Kramat Sukawali, Tangerang – Deklarasi dan aksi Gerakan Rakyat Anti Oligarki (GRAO) yang semula direncanakan berlangsung di Desa Kohod, Kecamatan Pakuhaji, Tangerang, Banten, pada Rabu (8/1/2025), terpaksa dipindahkan ke Desa Kramat Sukawali. Pemindahan ini terjadi karena adanya aksi tandingan yang menghalangi akses ke lokasi awal.
Acara deklarasi dihadiri sejumlah tokoh nasional, seperti Suripto (mantan Menteri Kehutanan), Marwan Batubara, dan Sunarty (aktivis buruh). Mereka menyerukan warga Banten untuk bersatu mempertahankan tanah leluhur yang terancam proyek Proyek Strategis Nasional (PSN) PIK-2.
Dalam rilis resminya, Marwan Batubara menyampaikan tuntutan GRAO, antara lain: mencabut status PSN PIK-2, menghentikan proyek pembangunan, serta mendesak DPR RI membentuk Pansus untuk mengusut pelanggaran hukum dan kerugian negara akibat PSN PIK-2. “Proyek ini bukan untuk rakyat, melainkan untuk kepentingan oligarki,” tegas Marwan.

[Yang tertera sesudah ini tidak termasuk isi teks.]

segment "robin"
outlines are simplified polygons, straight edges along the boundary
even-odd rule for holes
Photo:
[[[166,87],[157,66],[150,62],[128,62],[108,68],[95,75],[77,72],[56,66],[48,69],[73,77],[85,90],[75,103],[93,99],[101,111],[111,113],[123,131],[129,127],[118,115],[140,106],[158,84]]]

Aksi ini juga diwarnai oleh kehadiran sejumlah tokoh lintas profesi, termasuk purnawirawan militer seperti Jenderal Purn. Tyasno Sudarto, Laksamana Purn. Slamet Subianto, hingga akademisi dan aktivis seperti Refly Harun dan Abraham Samad.

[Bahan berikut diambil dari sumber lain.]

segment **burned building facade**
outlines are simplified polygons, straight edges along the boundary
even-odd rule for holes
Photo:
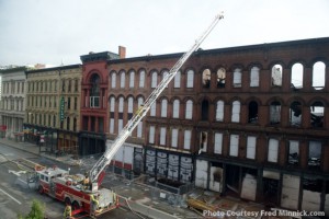
[[[328,51],[329,38],[195,51],[115,160],[156,178],[328,211]],[[107,61],[109,139],[181,55]]]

Warga setempat mengungkapkan kekhawatiran mereka terhadap dampak proyek PIK-2 yang merugikan nelayan, petani, dan usaha kecil. Namun, intimidasi dari pihak tertentu membuat banyak warga enggan terlibat langsung dalam aksi ini. “Kami ingin menolak, tetapi takut akibatnya,” ujar Suryana, seorang warga Desa Kramat Sukawali.
Praktik state corporate crime, menurut Marwan Batubara, telah menihilkan kedaulatan rakyat, dengan proyek PSN yang tidak memiliki manfaat langsung bagi masyarakat. “Presiden harus segera bertindak untuk membela hak rakyat,” tandasnya.
Deklarasi dan aksi GRAO ini menandai perlawanan yang lebih besar untuk merebut kembali kedaulatan rakyat dari cengkeraman oligarki.